El canibalismo sexual en el reino animal y particularmente, entre los artrópodos, es un comportamiento estudiado por la etología como una variante del canibalismo caracterizada por tener lugar durante el proceso de apareamiento, generalmente en el transcurso o con posterioridad a la cópula. En la mayoría de los casos, es el organismo femenino el que mata y consume al macho de su misma especie, siendo raros los comportamientos inversos.[2] [3]

El canibalismo sexual ha sido estudiado por los biólogos desde Charles Darwin.[4]

Incidencia del canibalismo sexual en el reino animal[editar]

Aunque el canibalismo en general es un comportamiento que se encuentra extendido en el reino animal, solamente han sido documentados casos de canibalismo sexual en algunas especies de arácnidos, insectos y anfípodos, dándose también, aunque raramente evidenciado, entre algunas de gastrópodos y de copépodos.[2]

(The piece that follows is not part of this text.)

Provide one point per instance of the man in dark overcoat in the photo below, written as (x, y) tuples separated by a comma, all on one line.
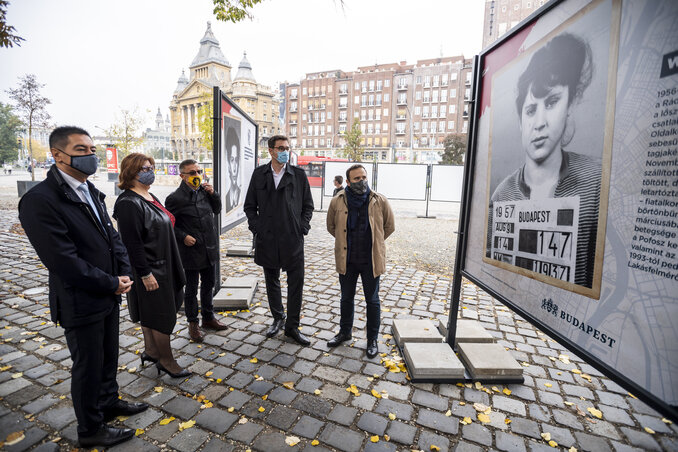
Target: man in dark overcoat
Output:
[(194, 205), (279, 208), (66, 221)]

A pesar de su escasa frecuencia, este hábito es particularmente común en numerosas familias de arañas y escorpiones, donde su práctica dentro de una población determinada, puede llega a tener efectos significativos en su tamaño y la distribución relativa de sus miembros de distinto género.

Entre los insectos, el canibalismo sexual es un comportamiento especialmente raro, pero es prácticamente universal entre las distintas especies de mantodea.

Origen y evolución[editar]

Debido a las diferentes formas que entre las diferentes especies puede adoptar este comportamiento con respecto al papel desempeñado por cada sexo, las posibles ventajas y el momento para su manifestación, las causas y efectos de este comportamiento en el proceso evolutivo es objeto de discrepancia y debate entre los especialistas que proponen diferentes modelos explicativos, a veces contradictorios. En opinión de Stephen Jay Gould, autor de la teoría del equilibrio puntuado, la rareza de este hábito impide que tenga un efecto significativo en el alcance del proceso de selección natural.[5] Sin embargo, diferentes estudios han puesto en evidencia el importante papel desempeñado por el canibalismo sexual en las pautas alimenticias de algunas especies, resultando una de las fuentes significativas de consumo de las hembras. Así, un estudio etológico de la especie de mántis Tenodera aridifolia sinensis reveló que cerca del 63 % de la dieta de las hembras se basa en especímenes machos.[4]

En cualquier caso, parece existir consenso en relacionar el canibalismo sexual con el llamado dimorfismo sexual cuando dentro de una misma especie, este resulta en el desarrollo de hembras de tamaño mayor que el de los machos, adoptando estrategias reproductivas diferenciadas.[2] [1] [6] [7]

Numerosos modelos explicativos apuntan hacia un escenario de competencia o conflicto de intereses entre los sexos. Así, los casos que acontecen previamente al apareamiento, suele explicarse bien, como una decisión parte del proceso de búsqueda de fuentes alimenticias (en inglés, foraging) propio de la especies cuya agresividad ha sido favorecida por la selección natural, bien como casos de confusión en la identificación de la fuente. Otros modelos explicativos de este comportamiento apuntan a que las hembras seleccionan a los machos copulando por ser más fácilmente accesibles en ese momento como alimento que cualquier otro macho. En cualquier caso, canibalismo y apareamiento no son comportamientos exclusivos y en muchas ocasiones, el macho es devorado después de la cópula.[8] Este aporte de alimento para la hembra tendría un efecto significativo para su disponibilidad al apareamiento y al desarrollo de su descendencia.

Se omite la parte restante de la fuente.